Vibe Frokjaer is associate professor at the Department of Neurology and the Neurobiology Research Unit at the Copenhagen University Hospital, Rigshospitalet, and the Mental Health Services in the Capital Region of Denmark. Vibe’s scientific focus is the brain architecture of risk for neuropsychiatric disorders, in particular mood disorders. She runs an independent line in psychoneuroendocrinology. At the 36th ECNP Congress in Barcelona she will chair a session on ‘Hormonal contraceptives, brain function, and depression’. Here she speaks about the session to ECNP Press Officer, Tom Parkhill.
TP: You are chairing the session ‘Hormonal contraceptives, brain function and depression’ in Barcelona on Sunday 8 October. I used to work for a couple of organisations in endocrinology and fertility, so this is something I find personally interesting. It’s also important because of the huge number of women who regularly take oral contraceptives. According to the WHO, in 2019, approximately 1.1 billion women of reproductive age were in need of family planning services worldwide, with almost 50% of those women using various hormonal contraceptive methods (the rate of use is higher in Europe and North America). What’s the background to this session, where does your interest come from?

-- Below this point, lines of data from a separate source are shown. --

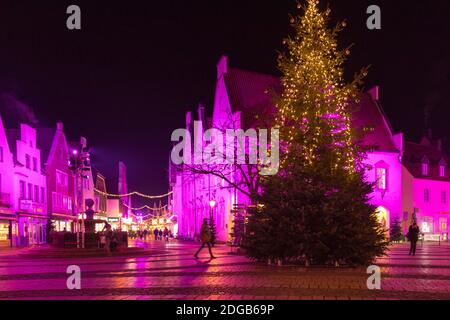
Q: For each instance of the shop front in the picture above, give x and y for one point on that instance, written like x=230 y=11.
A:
x=8 y=230
x=32 y=230
x=63 y=222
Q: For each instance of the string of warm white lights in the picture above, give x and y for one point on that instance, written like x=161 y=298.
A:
x=144 y=207
x=112 y=195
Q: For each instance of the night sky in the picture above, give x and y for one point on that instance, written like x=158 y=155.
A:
x=127 y=78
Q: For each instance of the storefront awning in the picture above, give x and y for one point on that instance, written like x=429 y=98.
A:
x=60 y=216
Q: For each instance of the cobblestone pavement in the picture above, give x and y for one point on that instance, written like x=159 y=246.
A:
x=169 y=271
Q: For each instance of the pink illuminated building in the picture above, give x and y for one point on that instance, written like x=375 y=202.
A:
x=8 y=218
x=29 y=188
x=410 y=180
x=60 y=180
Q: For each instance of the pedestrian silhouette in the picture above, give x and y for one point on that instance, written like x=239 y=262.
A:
x=206 y=239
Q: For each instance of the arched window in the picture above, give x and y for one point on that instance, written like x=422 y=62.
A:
x=425 y=166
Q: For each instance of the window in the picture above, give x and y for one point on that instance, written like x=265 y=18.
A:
x=42 y=195
x=426 y=195
x=36 y=194
x=443 y=224
x=427 y=225
x=442 y=171
x=381 y=178
x=22 y=189
x=425 y=169
x=61 y=179
x=30 y=192
x=27 y=161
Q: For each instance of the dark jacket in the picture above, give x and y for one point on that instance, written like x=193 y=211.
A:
x=413 y=233
x=205 y=234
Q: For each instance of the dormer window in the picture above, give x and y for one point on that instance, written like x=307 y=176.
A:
x=442 y=171
x=425 y=166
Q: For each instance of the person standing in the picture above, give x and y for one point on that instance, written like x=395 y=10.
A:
x=108 y=236
x=166 y=234
x=413 y=237
x=205 y=235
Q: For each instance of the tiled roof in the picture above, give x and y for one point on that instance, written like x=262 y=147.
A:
x=413 y=155
x=12 y=135
x=369 y=115
x=45 y=137
x=251 y=93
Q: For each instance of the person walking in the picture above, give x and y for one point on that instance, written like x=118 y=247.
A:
x=206 y=239
x=413 y=237
x=166 y=234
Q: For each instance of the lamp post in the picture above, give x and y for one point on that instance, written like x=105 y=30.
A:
x=212 y=204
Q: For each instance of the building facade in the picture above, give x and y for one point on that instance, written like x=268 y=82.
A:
x=8 y=218
x=29 y=187
x=243 y=98
x=60 y=180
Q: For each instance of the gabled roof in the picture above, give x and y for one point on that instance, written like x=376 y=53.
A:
x=369 y=114
x=251 y=94
x=413 y=156
x=12 y=135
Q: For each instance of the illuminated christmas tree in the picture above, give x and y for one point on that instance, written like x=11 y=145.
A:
x=317 y=208
x=316 y=105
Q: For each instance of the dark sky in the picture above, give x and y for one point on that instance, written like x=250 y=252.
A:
x=127 y=78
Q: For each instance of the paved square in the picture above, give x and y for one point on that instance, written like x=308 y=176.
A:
x=169 y=271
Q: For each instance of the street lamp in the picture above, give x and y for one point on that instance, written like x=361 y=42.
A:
x=212 y=204
x=120 y=221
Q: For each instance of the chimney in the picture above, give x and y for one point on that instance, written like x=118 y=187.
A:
x=375 y=93
x=438 y=144
x=222 y=67
x=83 y=142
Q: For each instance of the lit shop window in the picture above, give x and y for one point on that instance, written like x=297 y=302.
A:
x=443 y=224
x=426 y=195
x=427 y=225
x=381 y=178
x=61 y=178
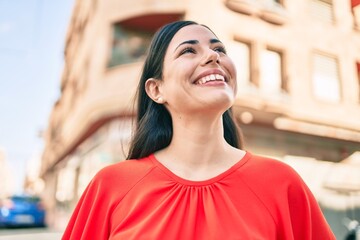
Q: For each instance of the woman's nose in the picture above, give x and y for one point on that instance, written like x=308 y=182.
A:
x=211 y=56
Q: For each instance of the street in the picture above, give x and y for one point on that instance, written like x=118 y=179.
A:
x=29 y=234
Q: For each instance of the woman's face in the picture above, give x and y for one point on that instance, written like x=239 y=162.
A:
x=198 y=76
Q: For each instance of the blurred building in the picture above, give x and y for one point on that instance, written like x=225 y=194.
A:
x=6 y=178
x=298 y=86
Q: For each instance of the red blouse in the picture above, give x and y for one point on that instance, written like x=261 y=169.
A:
x=257 y=198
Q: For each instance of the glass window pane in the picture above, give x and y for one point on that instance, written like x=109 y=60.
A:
x=322 y=10
x=271 y=72
x=128 y=45
x=326 y=82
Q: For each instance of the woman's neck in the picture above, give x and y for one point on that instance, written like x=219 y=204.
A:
x=198 y=149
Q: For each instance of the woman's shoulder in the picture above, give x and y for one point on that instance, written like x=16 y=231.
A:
x=125 y=171
x=270 y=169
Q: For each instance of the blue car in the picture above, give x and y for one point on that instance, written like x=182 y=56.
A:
x=22 y=211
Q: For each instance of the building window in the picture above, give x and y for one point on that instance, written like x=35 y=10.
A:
x=240 y=53
x=325 y=78
x=271 y=72
x=355 y=9
x=129 y=45
x=132 y=37
x=358 y=77
x=322 y=10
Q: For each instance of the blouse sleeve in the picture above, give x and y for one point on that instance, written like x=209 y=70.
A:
x=90 y=219
x=305 y=218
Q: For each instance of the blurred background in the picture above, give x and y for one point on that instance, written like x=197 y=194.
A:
x=68 y=72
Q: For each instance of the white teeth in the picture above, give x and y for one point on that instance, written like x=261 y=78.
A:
x=211 y=77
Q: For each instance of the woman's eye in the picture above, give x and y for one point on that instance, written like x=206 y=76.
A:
x=187 y=50
x=220 y=49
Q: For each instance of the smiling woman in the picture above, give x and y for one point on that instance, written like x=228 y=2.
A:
x=187 y=176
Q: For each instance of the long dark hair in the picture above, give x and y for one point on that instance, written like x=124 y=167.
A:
x=153 y=130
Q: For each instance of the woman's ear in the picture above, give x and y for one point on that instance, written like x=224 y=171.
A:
x=153 y=90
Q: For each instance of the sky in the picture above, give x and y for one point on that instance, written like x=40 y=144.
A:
x=32 y=40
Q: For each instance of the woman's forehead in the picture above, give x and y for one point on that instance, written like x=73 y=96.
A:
x=191 y=33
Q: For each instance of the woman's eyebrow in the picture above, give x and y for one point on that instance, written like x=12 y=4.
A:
x=215 y=40
x=187 y=42
x=192 y=42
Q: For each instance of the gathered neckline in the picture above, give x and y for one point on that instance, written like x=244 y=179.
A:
x=208 y=181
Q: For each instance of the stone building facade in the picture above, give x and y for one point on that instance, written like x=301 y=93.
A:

VF: I have been interested in finding ways to understand mechanisms affecting risk and resilience and how these impact chances of developing depressive episodes. There is a lot of evidence showing associations between sex hormone transitions and depressive symptoms and it is therefore potentially important to understand how the brain integrates steroid hormone information and if it matters for risk and robustness mechanisms. Specifically, there is a body of epidemiological work showing an increased risk for depression in women of reproductive age, in comparison to men. This is particularly true in phases of female life where we undergo quite dramatic changes in the sex hormone environment. This is where my interest arose, and looking for evidence meant working with naturally existing models where we can contrast some of these effects and that meant using large datasets, comparing women who use oral contraceptives with women who do not. This is a good opportunity to see if we can follow any brain biology or brain molecular links between users or non-users. There are now a few groups studying this, and it does now seem that a sub-group of women might be quite sensitive to these hormonal shifts. In terms of precision psychiatry, it would be helpful to understand who these women are who have more risk contribution from hormonal sensitivity. If we can understand that better, then maybe we can better target some of our preventive strategies and treatments according to reproductive states. At the same time, I also work with groups of women who are at high risk for developing perinatal depression and with pharmacological risk models in healthy individuals, where we have worked at manipulating the sex hormone environment with existing drugs which are used for reproductive care or infertility treatment.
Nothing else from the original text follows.